691 赤間神宮で奉納の吉田子供神楽「土蜘蛛」(左)と吉田神楽団「八岐大蛇」から

 今年は、制限解除の大型連休となったが、まだまだコロナ感染が燻っていて下関でも先帝祭の上臈道中は中止され、何となく活気を感じなかった。
 それでも「5月1日に赤間神宮で蛇踊りがあるそうな」と聞いた。「蛇踊り??」何だかはっきりしなかったが、ともあれ出かけてみた。安芸高田市(人口約26000人)の吉田神楽団による神楽奉納だった。
 吉田町といえば、毛利元就が宗家を継いで郡山城を拡大し要害として中国地方計略の根拠地としたところであり、いわば長州としては関り深い場所である。赤間神宮では、水天門の内側に急拵えの舞台に万幕が張られ、正面中央には一三つの毛利の紋があった。
 奉納神楽の演目は、子供神楽「土蜘蛛」と吉田神楽団「八岐大蛇」である。
 「土蜘蛛」は謡曲を神楽化したもので、胡蝶という侍女に化身した土蜘蛛が源頼光に毒を盛ろうとして見破られ退治される筋書きで、神楽団の中でも主要な演目であろう。
 子供神楽は、中学3年生までの団員で現在は12名と聞いた。囃子方に7人が並んでいて、締め太鼓を打つ可愛い小さな子が並んでいて驚いた。左端の中学生女子であろうか甲高い笛の音に始まる囃子方のリズムに乗って、豪華絢爛な衣装をまとった頼光が登場し口上を述べて中央の幕内に入る。続いて侍女が現れ、ここからの展開は鉦や太鼓の流れに乗ってこの地方独特の舞が始まり、頼光に近づき胡蝶の正体が見破られると舞いながら上着を脱ぎ棄て、振り向いた瞬間に般若の面をつけた恐ろしい形相に変わる、この早業は見せ場であり見事であった。胡蝶の衣装と面はさらに変わり、途中で中央天井からすだれ状の蜘蛛糸が落ちる見せ場などもあって、最後に土蜘蛛は退治される。扇や刀など演技にすこしの稚拙さを感じたが、35分の熱演に観衆から盛んな拍手が送られた。
 そのあと休憩があって、いよいよ神楽団による「八岐大蛇」(蛇には違いないが)。
 中国地方では代表格の神楽で『記紀神話』の素戔嗚尊(スサノオノミコト)が大蛇退治をする、櫛名田比売命(クシナダヒメ)との婚姻譚にちなむもので、酒樽を担いだ老夫婦(アシナヅチ、テナヅチ)と娘(クシナダヒメ)が登場から始まる。高志(コシ)の八岐大蛇の悪行を聞き、娘をもらい受ける約束をして勇躍して大蛇退治にかかる。
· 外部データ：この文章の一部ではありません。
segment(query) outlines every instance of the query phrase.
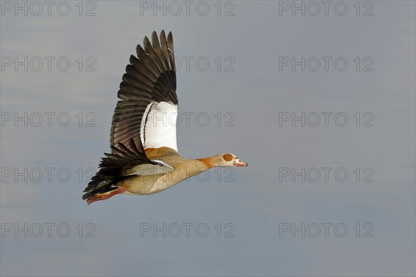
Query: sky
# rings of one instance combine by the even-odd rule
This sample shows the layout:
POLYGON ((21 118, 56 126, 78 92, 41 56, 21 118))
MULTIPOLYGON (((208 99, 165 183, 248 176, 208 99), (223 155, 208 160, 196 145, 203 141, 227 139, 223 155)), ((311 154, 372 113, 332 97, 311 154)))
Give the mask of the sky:
POLYGON ((0 2, 2 276, 416 274, 415 3, 0 2), (180 154, 87 206, 121 77, 173 35, 180 154))

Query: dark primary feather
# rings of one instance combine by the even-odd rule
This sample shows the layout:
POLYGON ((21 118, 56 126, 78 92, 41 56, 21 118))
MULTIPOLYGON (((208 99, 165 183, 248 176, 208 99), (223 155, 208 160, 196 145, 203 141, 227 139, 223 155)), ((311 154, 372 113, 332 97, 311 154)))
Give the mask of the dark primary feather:
MULTIPOLYGON (((132 55, 130 64, 125 68, 118 93, 121 100, 112 118, 110 145, 121 143, 129 148, 131 138, 139 144, 143 115, 150 103, 165 101, 177 105, 172 33, 166 39, 162 30, 159 41, 153 32, 151 39, 152 43, 145 37, 144 49, 137 45, 137 57, 132 55)), ((114 151, 112 148, 112 152, 114 151)))
POLYGON ((83 199, 85 199, 96 193, 104 193, 116 188, 118 182, 128 177, 122 175, 125 169, 140 164, 158 164, 147 157, 141 143, 136 145, 132 138, 129 141, 128 148, 121 143, 119 143, 117 147, 113 145, 111 148, 112 154, 104 153, 106 157, 101 158, 100 170, 88 183, 84 190, 85 193, 83 195, 83 199))

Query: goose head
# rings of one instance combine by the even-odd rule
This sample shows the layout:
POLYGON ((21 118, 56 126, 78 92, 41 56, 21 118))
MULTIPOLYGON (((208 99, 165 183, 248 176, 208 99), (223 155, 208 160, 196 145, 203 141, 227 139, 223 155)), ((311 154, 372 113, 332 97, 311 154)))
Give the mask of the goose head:
POLYGON ((234 154, 220 154, 216 157, 216 166, 248 166, 248 163, 237 158, 234 154))

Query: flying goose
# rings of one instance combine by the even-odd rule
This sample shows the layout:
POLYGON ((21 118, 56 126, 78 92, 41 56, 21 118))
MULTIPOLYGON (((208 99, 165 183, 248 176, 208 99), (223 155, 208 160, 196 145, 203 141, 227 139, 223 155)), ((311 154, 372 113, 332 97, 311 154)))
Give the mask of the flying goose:
POLYGON ((156 32, 152 43, 137 45, 120 84, 110 132, 111 154, 104 153, 100 170, 84 190, 88 204, 117 194, 159 193, 214 167, 247 166, 232 154, 187 159, 177 153, 177 96, 173 39, 156 32), (159 118, 159 120, 157 120, 159 118))

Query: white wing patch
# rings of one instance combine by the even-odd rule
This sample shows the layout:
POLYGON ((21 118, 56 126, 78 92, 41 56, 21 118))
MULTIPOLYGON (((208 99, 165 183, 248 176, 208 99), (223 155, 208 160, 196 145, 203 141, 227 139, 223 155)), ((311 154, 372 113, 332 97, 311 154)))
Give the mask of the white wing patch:
POLYGON ((177 105, 167 102, 153 102, 143 115, 141 129, 144 148, 168 147, 177 151, 176 120, 177 105), (143 124, 144 121, 145 124, 143 124))

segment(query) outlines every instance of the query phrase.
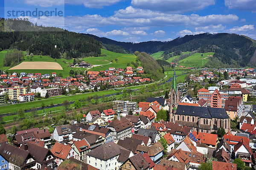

 あの狭い舞台に、8匹の大蛇が登場、とぐろを巻き、たる酒を飲み干し鎌首をもたげ、素戔嗚尊と激しく所狭しと立ち回る、神話の世界から民衆の心の中に、それは誰もが知っている物語だが、演劇的に神楽が進行して行く演技の見事さは圧巻だった。
 最後に舞台出演の団員が挨拶されたのは14名だったが、昭和47年に結成され、団員の日常は各々仕事や勉学に励むもので、神楽を職業としている者はいない。現在24名と聞いたが、神人和楽という神楽の本質を求め日々練習に励み、さらに子供神楽団の育成にも力を入れているメンバーである。レパートリーは、高田系八調子、記紀物のほか元就公や羅城門など約20ばかりの演目があるとか。
 安芸吉田市内の美土里町には、平成10年にオープンした収容人員2000人の神楽ドームの門前町として温泉や料理屋、茶店などが並ぶ「神楽門前湯治村」があり、神楽ドームでは同市内の22神楽団が順次、発表の場として公演が行われている。
 私は以前、ここを訪ねたとき「この地が元気になれるのは農村の風土を反映する神楽でしかなかった。手作りで泥臭くっても心が反映してるのよ。神楽を見せたいと思ったのは、この地が発祥という『新舞』(伝統的な旧舞に対して、テンポが速く華やかさがある)にあります。あれは神楽ではないという人もありましたが、人が喜んでくれ神様が楽しんでもらえば良い、若い団員も入ってくれるんです。今では北島三郎のチケットをさばくのは大変だけど神楽大会のチケット入手は大変、神楽団のスターには追っかけもいるようです」などと、その門前湯治村々長さんが話されたことを思い出した。
 今回も、懐かしくその新舞の片鱗を見させて頂いた。